Um dos marcadores que se mostrou mais eficaz como sinalizador do comportamento de cânceres de pulmão foi a quantificação das regiões organizadoras (NORs, em inglês Nucleolar Organizer Regions) por meio de técnicas argirofílicas ou AgNOR, que significa proteínas nucleolares impregnadas pela prata. Trata-se de um método histoquímico simples e barato, que pode ser empregado em diagnósticos rotineiros realizados em laboratório. Os pesquisadores da USP contaram a expressão de AgNOR em núcleos neoplásicos e concluíram que, no tipo de câncer de pulmão mais comum (carcinomas de células escamosas), os tumores em estágio mais precoce apresentam uma baixa expressão desse marcador. Já os tumores com uma alta quantidade de AgNOR eram justamente os que estavam em um estado mais avançado. Conseqüentemente, a partir da análise da quantidade de AgNOR num tumor, os médicos tinham uma boa pista de quão longa seria a sobrevida de um paciente. Pacientes com baixos índices de AgNOR sobreviviam até cinco anos após a ressecção do tumor, algo muito raro de acontecer nos doentes que apresentavam alta concentração de AgNOR.
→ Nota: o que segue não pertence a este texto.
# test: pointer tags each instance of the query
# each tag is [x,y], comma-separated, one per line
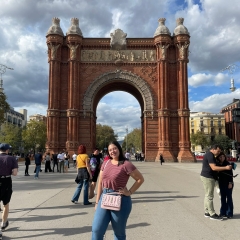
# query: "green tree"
[104,135]
[199,138]
[133,140]
[4,106]
[35,135]
[224,141]
[11,134]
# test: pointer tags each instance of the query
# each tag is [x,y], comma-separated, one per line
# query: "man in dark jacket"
[8,167]
[38,162]
[225,179]
[208,178]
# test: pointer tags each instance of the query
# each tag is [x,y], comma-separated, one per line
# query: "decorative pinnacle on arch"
[161,29]
[55,27]
[74,28]
[56,21]
[162,21]
[180,21]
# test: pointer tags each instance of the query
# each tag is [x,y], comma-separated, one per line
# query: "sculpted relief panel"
[113,55]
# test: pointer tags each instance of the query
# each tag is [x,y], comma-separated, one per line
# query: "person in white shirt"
[74,158]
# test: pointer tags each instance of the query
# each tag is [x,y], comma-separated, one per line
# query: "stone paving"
[169,205]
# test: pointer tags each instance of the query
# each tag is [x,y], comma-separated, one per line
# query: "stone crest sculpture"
[74,28]
[55,27]
[182,50]
[118,40]
[53,49]
[73,50]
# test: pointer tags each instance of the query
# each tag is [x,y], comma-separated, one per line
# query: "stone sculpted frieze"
[113,55]
[118,40]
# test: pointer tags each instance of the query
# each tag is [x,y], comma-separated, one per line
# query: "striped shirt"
[114,176]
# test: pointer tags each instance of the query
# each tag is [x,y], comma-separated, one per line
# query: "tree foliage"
[199,138]
[35,135]
[133,140]
[4,106]
[11,134]
[224,141]
[104,135]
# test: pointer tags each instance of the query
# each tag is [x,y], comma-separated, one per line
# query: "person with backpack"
[95,163]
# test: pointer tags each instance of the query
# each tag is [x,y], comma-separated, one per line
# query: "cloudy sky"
[214,26]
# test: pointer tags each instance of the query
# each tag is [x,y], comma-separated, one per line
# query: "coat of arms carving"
[118,40]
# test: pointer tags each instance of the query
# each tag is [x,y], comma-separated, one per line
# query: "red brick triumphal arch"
[154,70]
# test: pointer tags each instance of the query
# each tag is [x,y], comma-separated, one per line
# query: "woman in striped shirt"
[113,177]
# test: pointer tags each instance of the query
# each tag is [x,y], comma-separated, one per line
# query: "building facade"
[154,70]
[232,121]
[17,118]
[210,124]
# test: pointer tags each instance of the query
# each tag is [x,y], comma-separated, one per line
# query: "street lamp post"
[2,71]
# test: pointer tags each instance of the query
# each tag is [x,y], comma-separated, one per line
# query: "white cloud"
[207,79]
[214,103]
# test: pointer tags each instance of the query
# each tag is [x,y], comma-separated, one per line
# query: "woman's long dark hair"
[218,157]
[122,158]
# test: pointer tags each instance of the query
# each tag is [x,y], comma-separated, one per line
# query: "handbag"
[111,202]
[91,191]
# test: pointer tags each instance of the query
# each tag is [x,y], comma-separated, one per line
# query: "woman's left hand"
[124,191]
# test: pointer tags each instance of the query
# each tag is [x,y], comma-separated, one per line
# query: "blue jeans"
[226,200]
[38,167]
[85,184]
[118,219]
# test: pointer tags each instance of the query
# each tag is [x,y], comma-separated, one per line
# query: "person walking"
[27,163]
[74,158]
[83,176]
[48,163]
[60,158]
[66,161]
[113,177]
[38,162]
[9,166]
[95,164]
[55,161]
[208,178]
[225,180]
[161,159]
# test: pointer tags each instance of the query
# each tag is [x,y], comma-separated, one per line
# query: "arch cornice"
[124,76]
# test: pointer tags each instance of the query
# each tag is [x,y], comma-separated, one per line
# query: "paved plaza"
[169,205]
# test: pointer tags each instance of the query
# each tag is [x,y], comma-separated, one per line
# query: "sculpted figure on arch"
[53,49]
[73,49]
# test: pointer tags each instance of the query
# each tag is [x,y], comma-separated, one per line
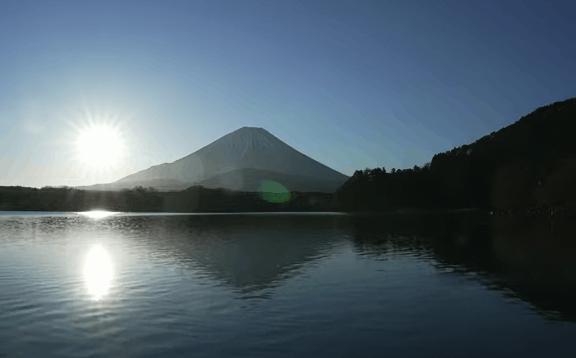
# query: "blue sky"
[353,84]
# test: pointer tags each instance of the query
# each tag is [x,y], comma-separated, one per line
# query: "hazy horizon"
[351,84]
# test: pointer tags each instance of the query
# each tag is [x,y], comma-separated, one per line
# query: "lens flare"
[100,146]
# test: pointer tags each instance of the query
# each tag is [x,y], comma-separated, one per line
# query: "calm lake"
[284,285]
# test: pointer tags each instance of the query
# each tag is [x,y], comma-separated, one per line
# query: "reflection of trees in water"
[248,253]
[532,260]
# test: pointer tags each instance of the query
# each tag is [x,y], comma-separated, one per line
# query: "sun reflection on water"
[97,214]
[98,272]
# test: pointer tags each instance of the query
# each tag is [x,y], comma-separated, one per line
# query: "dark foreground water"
[284,286]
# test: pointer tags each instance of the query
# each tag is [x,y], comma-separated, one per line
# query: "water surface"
[281,285]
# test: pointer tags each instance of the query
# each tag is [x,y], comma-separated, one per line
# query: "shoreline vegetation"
[527,168]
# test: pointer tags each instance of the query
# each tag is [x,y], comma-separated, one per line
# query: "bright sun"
[100,146]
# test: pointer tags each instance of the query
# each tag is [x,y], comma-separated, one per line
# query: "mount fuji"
[241,160]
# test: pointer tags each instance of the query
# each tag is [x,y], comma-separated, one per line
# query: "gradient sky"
[353,84]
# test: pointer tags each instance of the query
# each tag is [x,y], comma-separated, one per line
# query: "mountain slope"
[247,151]
[528,165]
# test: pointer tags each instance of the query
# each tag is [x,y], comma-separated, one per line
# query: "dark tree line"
[194,199]
[530,164]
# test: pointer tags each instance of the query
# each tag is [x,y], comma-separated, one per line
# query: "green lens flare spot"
[274,192]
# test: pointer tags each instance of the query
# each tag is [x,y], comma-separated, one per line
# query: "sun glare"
[98,272]
[100,146]
[97,214]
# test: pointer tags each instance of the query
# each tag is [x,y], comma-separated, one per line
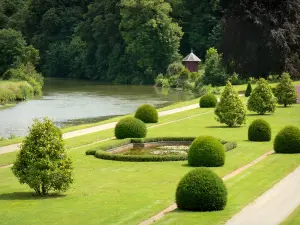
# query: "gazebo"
[191,62]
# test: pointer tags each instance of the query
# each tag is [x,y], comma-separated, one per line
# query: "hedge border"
[102,152]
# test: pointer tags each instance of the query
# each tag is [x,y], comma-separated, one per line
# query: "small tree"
[285,91]
[230,110]
[262,99]
[214,71]
[248,90]
[42,162]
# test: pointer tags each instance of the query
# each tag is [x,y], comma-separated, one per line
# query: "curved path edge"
[15,147]
[234,173]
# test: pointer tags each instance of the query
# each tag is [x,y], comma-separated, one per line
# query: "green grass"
[109,192]
[293,219]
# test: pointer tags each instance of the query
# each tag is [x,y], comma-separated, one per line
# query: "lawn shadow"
[260,114]
[28,196]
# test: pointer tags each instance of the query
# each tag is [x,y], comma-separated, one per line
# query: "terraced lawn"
[108,192]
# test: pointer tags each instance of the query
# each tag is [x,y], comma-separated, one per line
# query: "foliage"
[147,114]
[285,91]
[42,162]
[230,110]
[201,190]
[12,49]
[288,140]
[259,130]
[130,127]
[214,71]
[206,151]
[103,151]
[208,101]
[26,73]
[200,21]
[258,37]
[248,90]
[262,99]
[150,36]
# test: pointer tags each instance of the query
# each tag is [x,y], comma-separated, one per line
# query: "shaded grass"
[109,192]
[293,219]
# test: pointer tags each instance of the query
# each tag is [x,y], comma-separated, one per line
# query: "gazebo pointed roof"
[191,58]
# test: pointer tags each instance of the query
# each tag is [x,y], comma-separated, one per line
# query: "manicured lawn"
[294,218]
[108,192]
[242,189]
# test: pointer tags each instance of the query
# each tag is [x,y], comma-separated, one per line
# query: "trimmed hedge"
[208,101]
[288,140]
[206,151]
[259,131]
[130,127]
[147,114]
[103,154]
[201,190]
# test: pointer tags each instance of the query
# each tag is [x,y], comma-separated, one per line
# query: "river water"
[72,102]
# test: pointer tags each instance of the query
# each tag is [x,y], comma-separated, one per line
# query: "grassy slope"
[107,192]
[241,191]
[176,105]
[294,218]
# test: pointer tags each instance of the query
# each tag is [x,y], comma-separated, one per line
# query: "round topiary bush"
[206,151]
[147,114]
[201,190]
[259,130]
[208,101]
[288,140]
[130,127]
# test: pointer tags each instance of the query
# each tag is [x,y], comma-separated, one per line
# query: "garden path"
[15,147]
[274,206]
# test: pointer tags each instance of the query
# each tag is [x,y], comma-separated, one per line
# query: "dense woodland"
[133,41]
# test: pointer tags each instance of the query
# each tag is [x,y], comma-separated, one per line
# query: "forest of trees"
[133,41]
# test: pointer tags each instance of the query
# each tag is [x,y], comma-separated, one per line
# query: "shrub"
[201,190]
[147,114]
[262,99]
[285,91]
[42,162]
[259,130]
[130,127]
[206,151]
[248,90]
[214,71]
[288,140]
[230,110]
[208,101]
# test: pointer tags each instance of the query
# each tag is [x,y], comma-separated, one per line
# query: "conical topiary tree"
[285,91]
[262,99]
[230,110]
[42,162]
[248,90]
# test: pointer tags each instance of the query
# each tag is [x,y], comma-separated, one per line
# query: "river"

Vera Luiza conta que teve de superar algumas dificuldades iniciais para poder levar adiante suas pesquisas na área, sobretudo antes de conseguir patrocínio de agências de pesquisa, como a FAPESP. Ela começou trabalhando com equipamento emprestado e dispunha de um microscópio de apenas uma lente. Não tinha nem computador de uso exclusivo para poder rodar seus modelos matemáticos de previsão de prognóstico de câncer de pulmão. “Usávamos coisas emprestadas dos colegas”, diz a pesquisadora, que hoje conta com microcomputador exclusivo para suas pesquisas, além de um potente microscópio, com uma câmera acoplada, e de um laboratório de patologia molecular, estrutura indispensável para que seu trabalho seja bem feito. A perseverança de Vera Luiza lhe rendeu frutos internacionais. Hoje, alguns dos trabalhos de seu grupo de pesquisadores foram publicados em revistas científicas de prestígio do exterior, como a Chest e Histopathology. Os trabalhos também ganharam reconhecimento em congressos e eventos internacionais. Um dos estudos sobre o papel do AgNOR como marcador biológico em alguns tipos de câncer, por exemplo, ganhou o prêmio de melhor trabalho científico no 49th Annual Meeting of the Japanese Association for Thoracic, em Kyoto, em 1996.